The bottom line is: expect to take time (a long time) to teach kids how to do household tasks. Expect to do it with them. Expect to remind them what needs to get done. But most importantly, expect them to contribute. There are a variety of jobs that a child of any age can do; find the ones that work best for your children and take time to teach them. With consistency, connection, and cooperation, it will become second nature for kids to tackle their responsibilities with confidence.

Author: Kelly Bartlett

Kelly Bartlett is the author of "Encouraging Words For Kids" and "Help! My Child is Addicted to Screens (Yikes! So Am I.)" She is an API leader and Certified Positive Discipline Educator in Portland Oregon.

6 thoughts on “Chores Without Threats or Bribery”
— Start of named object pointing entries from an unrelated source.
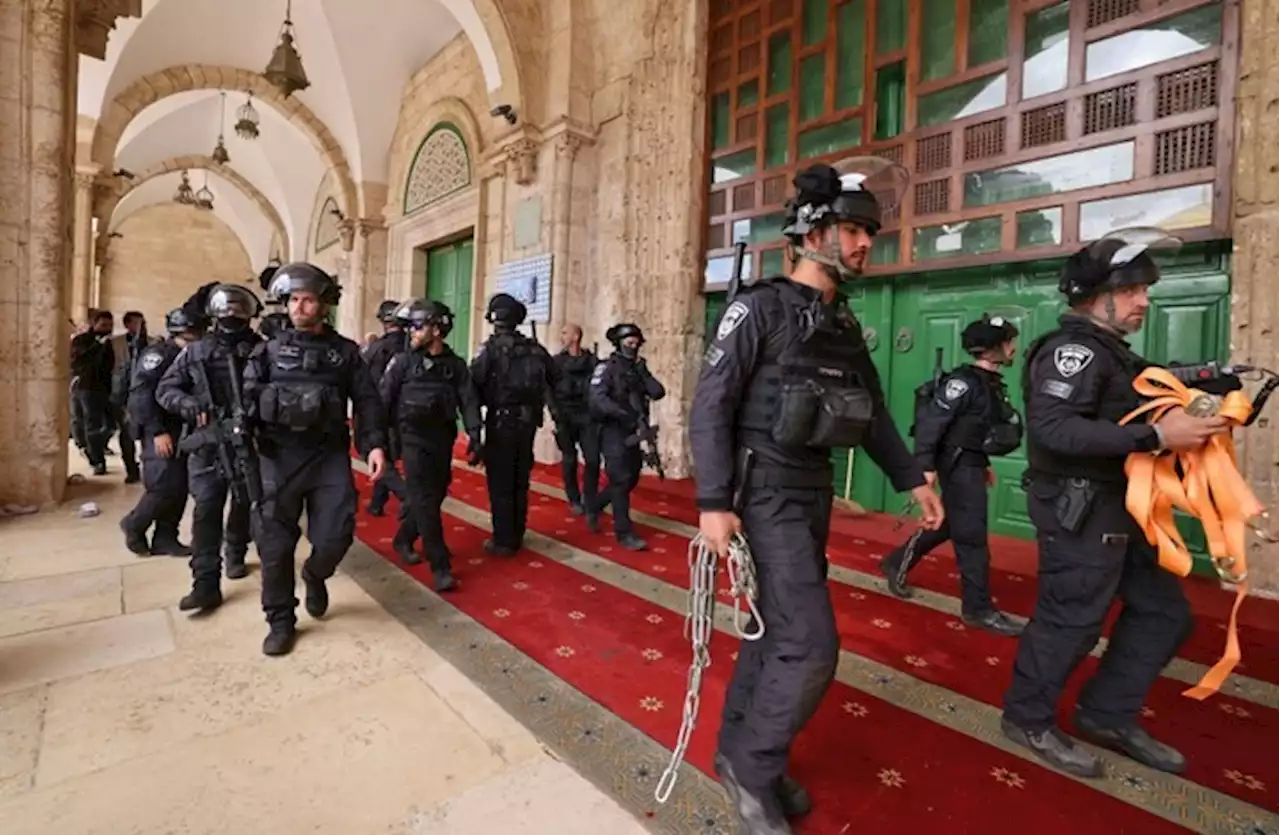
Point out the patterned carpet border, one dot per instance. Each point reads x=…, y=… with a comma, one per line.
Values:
x=620, y=760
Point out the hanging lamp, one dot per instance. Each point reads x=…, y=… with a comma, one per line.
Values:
x=284, y=71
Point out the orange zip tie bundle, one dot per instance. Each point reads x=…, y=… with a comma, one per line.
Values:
x=1211, y=489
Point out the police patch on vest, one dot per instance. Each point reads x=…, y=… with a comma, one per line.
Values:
x=1072, y=359
x=735, y=315
x=955, y=389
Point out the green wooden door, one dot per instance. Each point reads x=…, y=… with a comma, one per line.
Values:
x=448, y=279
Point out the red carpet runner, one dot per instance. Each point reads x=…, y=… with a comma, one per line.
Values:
x=869, y=765
x=1220, y=737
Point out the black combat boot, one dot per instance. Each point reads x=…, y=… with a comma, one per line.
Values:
x=205, y=597
x=757, y=815
x=1055, y=748
x=316, y=597
x=996, y=623
x=1133, y=742
x=233, y=560
x=135, y=539
x=792, y=798
x=279, y=639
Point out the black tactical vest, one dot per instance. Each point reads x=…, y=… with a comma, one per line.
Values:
x=429, y=395
x=812, y=392
x=307, y=383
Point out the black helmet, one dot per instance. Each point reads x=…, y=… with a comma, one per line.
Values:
x=179, y=320
x=1116, y=260
x=273, y=324
x=420, y=313
x=302, y=277
x=387, y=311
x=232, y=301
x=506, y=309
x=849, y=191
x=624, y=329
x=987, y=333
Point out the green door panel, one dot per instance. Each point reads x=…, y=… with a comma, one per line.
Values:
x=448, y=279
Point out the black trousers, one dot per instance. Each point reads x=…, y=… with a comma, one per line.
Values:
x=1079, y=576
x=318, y=482
x=622, y=465
x=780, y=680
x=572, y=434
x=508, y=459
x=95, y=423
x=964, y=497
x=428, y=473
x=164, y=498
x=210, y=491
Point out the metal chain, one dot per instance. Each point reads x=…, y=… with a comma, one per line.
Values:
x=699, y=624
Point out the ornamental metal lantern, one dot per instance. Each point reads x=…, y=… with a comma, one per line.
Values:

  1. What if the child (4 yr old) says, “I’m too busy” or “I’m too tired” or “I don’t feel like it”?

    1. Doug, when my kids would rather not get something done at that moment (which is understandable–I know I don’t alway feel like jumping to the task), I’ll do my part of the work (if there is any) and leave their parts for them. Then my response is, “When ___ is done, you can move on to ___.” So, when it’s time to get some work done, we don’t move on to another activity until the work is done. Sometimes that takes a loooong time of my child sitting doing nothing (or crying) before he gets to it. This post shows an example of how this went for us picking up one evening and how my son even missed out on eating dinner with the family:
      http://parentingfromscratch.wordpress.com/2012/03/23/parenting-with-firmness-and-kindness-and-firmness/
      Over the years, my kids have learned that when there is work to be done, it’s best to get to it so we can get on to other things!
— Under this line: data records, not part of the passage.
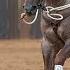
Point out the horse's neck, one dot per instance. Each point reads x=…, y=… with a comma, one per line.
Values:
x=55, y=3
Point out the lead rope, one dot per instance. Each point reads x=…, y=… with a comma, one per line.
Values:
x=48, y=10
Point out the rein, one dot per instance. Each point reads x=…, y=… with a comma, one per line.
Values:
x=47, y=10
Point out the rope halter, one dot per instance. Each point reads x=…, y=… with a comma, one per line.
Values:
x=47, y=11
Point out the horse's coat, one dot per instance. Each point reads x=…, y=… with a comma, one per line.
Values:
x=56, y=35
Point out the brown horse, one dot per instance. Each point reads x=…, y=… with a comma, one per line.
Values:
x=56, y=34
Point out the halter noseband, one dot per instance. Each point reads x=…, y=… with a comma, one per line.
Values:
x=46, y=10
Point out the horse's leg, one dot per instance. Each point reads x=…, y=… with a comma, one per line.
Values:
x=63, y=54
x=48, y=55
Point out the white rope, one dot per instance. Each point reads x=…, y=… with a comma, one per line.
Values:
x=50, y=9
x=22, y=15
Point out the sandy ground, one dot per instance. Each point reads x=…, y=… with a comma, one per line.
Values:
x=22, y=55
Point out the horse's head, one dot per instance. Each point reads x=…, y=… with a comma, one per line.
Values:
x=30, y=6
x=31, y=10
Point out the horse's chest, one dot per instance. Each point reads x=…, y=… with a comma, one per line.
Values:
x=51, y=34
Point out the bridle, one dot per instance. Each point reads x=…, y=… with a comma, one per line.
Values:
x=46, y=10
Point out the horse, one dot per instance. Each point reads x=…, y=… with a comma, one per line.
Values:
x=55, y=33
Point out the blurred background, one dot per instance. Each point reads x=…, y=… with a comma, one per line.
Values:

  2. We already have a system of paying our kids to do tasks. It isn’t a lot of money but they do get paid t to do things. I have an 11 girl and eight year old boy. After reading this, I am realizing that I need to do a better job of teaching them (especially the eight year old) how to do things. My thought at this point is, if I’m already paying them is that a bad thing? Are they only helping because they get paid? My daughter doesn’t seem especially motivated by being paid but my son does. At times he’ll say things like “I only get a quarter for doing that?” And I try to explain that getting paid is just a bonus for doing something he should already be doing anyway. We started paying for specific chores because my daughter was always nagging me about allowance and I told her that I wasn’t going to pay allowance if there was grumbling and lack of cooperation with chores so it just seemed to make sense to pay for specific jobs and that way I felt like she actually earned her allowance. So I guess my question is, is it always a bad thing to pay kids to help out around the house?

    1. Hi Cari,

      Thanks for reaching out. Attachment Parenting International provides posts and articles to explore attachment parenting in-depth and there are many ways that parents have found to work well in strengthening attachment within their families. What works for one family may not work for another. Take what works for you and leave the rest. But if this is a question that you find tugging at your heart, it may mean that its an issue you need to explore further to see if it is in line with your family values and whether or not it is getting in the way of strengthening your parent-child attachment bonds. A good book to start with may be Unconditional Parenting by Alfie Kohen, which includes the unintended effects of rewards. Alfie also wrote the book, Punished by Rewards.